The Running Mate

When Barack Obama tapped Delaware senator Joseph Biden to be his vice president, he made a good move for gay rights.

BY Julie Bolcer

September 09 2008 11:00 PM ET

Barack Obama & Joe Biden (Getty) | Advocate.com

Biden did,
however, vote for the Defense of Marriage Act in 1996; he
says he supports federally recognized civil unions
that grant same-sex couples the same legal rights as
marriage. Nevertheless, when Fox News asked him in
2003 whether he believed gay marriage was inevitable, the
senator replied, “I think it probably
is.”

With his mix of
gravitas and garrulousness, Biden appears adequately
armed to lead a repeal of the U.S. military’s
“don’t ask, don’t tell” ban
on openly gay service members. He opposed the
policy’s codification in 1993, when it was
championed by then-senator Sam Nunn. Biden continued to
voice his dislike of the policy during a presidential debate
in New Hampshire in June 2007. “Let me tell you
something,” he said. “Nobody asked
anybody else whether they’re gay in those foxholes,
number one.”

Immediately
following the debate, the then–presidential candidate
told The Advocate that if he were elected, he
would simply end the antigay military policy.
“I would issue an executive order saying there
will be no discrimination whatsoever in the military and
everybody will be held to the uniform military code --
so that if two gay people engage in illicit activity
on the base, they’re gone. Just like if two married
people engage on the base, they’re gone.”

While his
enthusiasm may be appreciated, “don’t ask,
don’t tell” is a law enacted by
congressional vote and presidential signature, so its repeal
would likely not be possible by executive order, says
Nathaniel Frank, senior fellow at the Palm Center, a
research organization at the University of California,
Santa Barbara.
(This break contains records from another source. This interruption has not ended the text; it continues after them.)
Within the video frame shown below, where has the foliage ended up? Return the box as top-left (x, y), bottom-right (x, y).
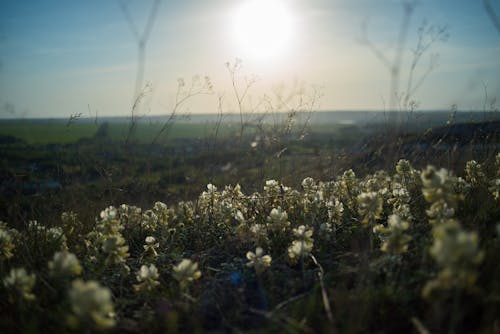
top-left (0, 155), bottom-right (500, 332)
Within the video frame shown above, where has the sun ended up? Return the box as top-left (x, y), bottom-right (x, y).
top-left (232, 0), bottom-right (293, 61)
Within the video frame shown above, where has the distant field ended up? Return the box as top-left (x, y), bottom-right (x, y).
top-left (0, 121), bottom-right (235, 145)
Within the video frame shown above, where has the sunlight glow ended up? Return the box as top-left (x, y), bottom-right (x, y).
top-left (232, 0), bottom-right (293, 61)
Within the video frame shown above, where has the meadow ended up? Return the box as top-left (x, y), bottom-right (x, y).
top-left (0, 114), bottom-right (500, 333)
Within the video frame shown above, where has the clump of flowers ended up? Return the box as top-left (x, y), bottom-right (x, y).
top-left (143, 236), bottom-right (160, 259)
top-left (48, 250), bottom-right (82, 277)
top-left (422, 220), bottom-right (484, 297)
top-left (394, 159), bottom-right (420, 189)
top-left (89, 205), bottom-right (130, 274)
top-left (373, 215), bottom-right (411, 254)
top-left (465, 160), bottom-right (487, 187)
top-left (421, 166), bottom-right (460, 224)
top-left (172, 259), bottom-right (201, 286)
top-left (357, 191), bottom-right (383, 226)
top-left (422, 164), bottom-right (483, 298)
top-left (247, 247), bottom-right (272, 275)
top-left (3, 268), bottom-right (36, 303)
top-left (68, 279), bottom-right (115, 330)
top-left (134, 264), bottom-right (160, 292)
top-left (288, 225), bottom-right (314, 264)
top-left (267, 206), bottom-right (290, 231)
top-left (102, 234), bottom-right (129, 265)
top-left (387, 182), bottom-right (413, 221)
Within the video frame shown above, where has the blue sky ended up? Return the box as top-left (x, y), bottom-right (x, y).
top-left (0, 0), bottom-right (500, 117)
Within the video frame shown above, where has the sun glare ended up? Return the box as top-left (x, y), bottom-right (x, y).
top-left (232, 0), bottom-right (292, 61)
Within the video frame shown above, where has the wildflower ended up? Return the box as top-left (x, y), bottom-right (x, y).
top-left (100, 206), bottom-right (118, 221)
top-left (49, 251), bottom-right (82, 277)
top-left (421, 166), bottom-right (460, 224)
top-left (172, 259), bottom-right (201, 285)
top-left (373, 215), bottom-right (411, 254)
top-left (102, 233), bottom-right (129, 265)
top-left (302, 177), bottom-right (316, 189)
top-left (134, 264), bottom-right (160, 292)
top-left (143, 236), bottom-right (160, 258)
top-left (465, 160), bottom-right (487, 187)
top-left (234, 210), bottom-right (245, 224)
top-left (68, 279), bottom-right (115, 330)
top-left (326, 198), bottom-right (344, 225)
top-left (422, 220), bottom-right (484, 297)
top-left (247, 247), bottom-right (272, 275)
top-left (357, 191), bottom-right (383, 225)
top-left (3, 268), bottom-right (36, 302)
top-left (396, 159), bottom-right (419, 187)
top-left (288, 225), bottom-right (314, 264)
top-left (267, 206), bottom-right (290, 229)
Instead, it would begin in Congress,
where Biden, currently the sixth longest-serving senator,
has already proven his mettle.

“Senator
Biden has a long history of being a reliable expert on both
foreign affairs and the armed services, which go hand in
hand in the Congress,” says Steve Ralls, former
communications director for Servicemembers Legal
Defense Network and a leading authority on the
military ban. “Throughout his tenure, he has
developed important relationships and has garnered the
respect of many key people who would be important
influencers in the campaign to repeal ‘don’t
ask, don’t tell.’ ”

In a campaign
season marked by promises of renewed hope and trust, Barack
Obama may have delivered with Joe Biden.